Unfortunately, we don't have a functional equation connecting $\zeta(s)$ and $\zeta(s-1)$. The reason being that $\{x\}$ is not perfectly periodic and cannot be developed into a Fourier series.
In case you are familiar with the Euler-Maclaurin summation, I can give a brief idea of how we have \begin{equation} \zeta(s)=2(2\pi)^{s-1}\Gamma(1-s)\sin\left(\frac{\pi s}{2}\right)\zeta(1-s). \end{equation}
From Euler-Maclaurin, we have
\begin{align} \zeta(s) & = \frac{1}{s-1}+\frac{1}{2}+\sum_{r=2}^{q}\frac{B_r}{r!}(s)(s+1)\cdots(s+r-2) \\ & \phantom{=} -\frac{(s)(s+1)\cdots(s+q-1)}{q!}\int_{1}^{\infty}B_{q}(x-[x])x^{-s-q} ~dx \end{align}
here $B_{q}(x-[x])$ are the periodic Bernoulli polynomials and have a Fourier expansion for $q\geq 2$.
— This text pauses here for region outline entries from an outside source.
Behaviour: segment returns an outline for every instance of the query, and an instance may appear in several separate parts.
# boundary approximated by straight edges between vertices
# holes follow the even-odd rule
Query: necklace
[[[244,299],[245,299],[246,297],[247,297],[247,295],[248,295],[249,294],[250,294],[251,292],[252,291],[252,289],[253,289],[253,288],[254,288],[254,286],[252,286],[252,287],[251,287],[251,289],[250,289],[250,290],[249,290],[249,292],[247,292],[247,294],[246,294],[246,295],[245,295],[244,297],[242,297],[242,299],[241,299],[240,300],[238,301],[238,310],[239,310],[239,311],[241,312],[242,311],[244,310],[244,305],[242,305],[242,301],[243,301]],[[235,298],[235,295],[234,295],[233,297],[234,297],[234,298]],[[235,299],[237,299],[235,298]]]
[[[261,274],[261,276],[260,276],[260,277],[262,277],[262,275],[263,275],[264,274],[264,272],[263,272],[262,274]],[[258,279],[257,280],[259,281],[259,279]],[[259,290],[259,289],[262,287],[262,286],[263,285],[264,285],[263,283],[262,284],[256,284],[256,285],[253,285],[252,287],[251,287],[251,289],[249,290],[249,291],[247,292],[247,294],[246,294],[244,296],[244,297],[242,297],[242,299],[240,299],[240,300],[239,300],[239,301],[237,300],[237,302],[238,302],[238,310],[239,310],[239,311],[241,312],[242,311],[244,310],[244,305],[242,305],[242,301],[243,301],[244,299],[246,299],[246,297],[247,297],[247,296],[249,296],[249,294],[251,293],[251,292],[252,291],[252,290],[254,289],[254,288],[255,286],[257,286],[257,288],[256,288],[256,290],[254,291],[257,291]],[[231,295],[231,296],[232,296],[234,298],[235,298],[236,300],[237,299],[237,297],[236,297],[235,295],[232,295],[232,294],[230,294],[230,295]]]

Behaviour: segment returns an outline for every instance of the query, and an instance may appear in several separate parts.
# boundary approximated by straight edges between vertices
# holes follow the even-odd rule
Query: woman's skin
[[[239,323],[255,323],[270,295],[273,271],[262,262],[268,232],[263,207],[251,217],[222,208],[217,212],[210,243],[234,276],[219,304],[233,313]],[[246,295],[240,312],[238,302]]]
Putting $q=3$, and using Fourier expansion, we can have the Riemann functional equation.
Just to make a slight correction, your formula is valid for $\Re(s)>2$ as
\begin{equation} -s\int_{1}^{n}\frac{(t-[t])^{2}}{t^{s+1}}dt=\sum_{k=1}^{n-1}\int_{k}^{k+1}(t-k)^{2}d(t^{-s})=\\\sum_{k=1}^{n-1}[(k+1)^{-s}+\frac{2}{s-1}(k+1)^{1-s}]+\frac{2}{(s-1)(s-2)}(n^{2-s}-1) \end{equation}
But since the integral
\begin{equation} -s\int_{1}^{\infty}\frac{(t-[t])^{2}}{t^{s+1}}dt \end{equation}
converges absolutely in the plane $\Re(s) >0$, therefore you can have your formula valid for $\Re(s)>0$ {analytic continuation} (excluding the poles $s=2$ and $s=1$ in the equation).
PS: I think you should try again for Indian Statistical Institute, Chennai Mathematical Institute and Institute of Mathematics and Applications next year. Where are you studying currently?
Best Wishes,
Sumit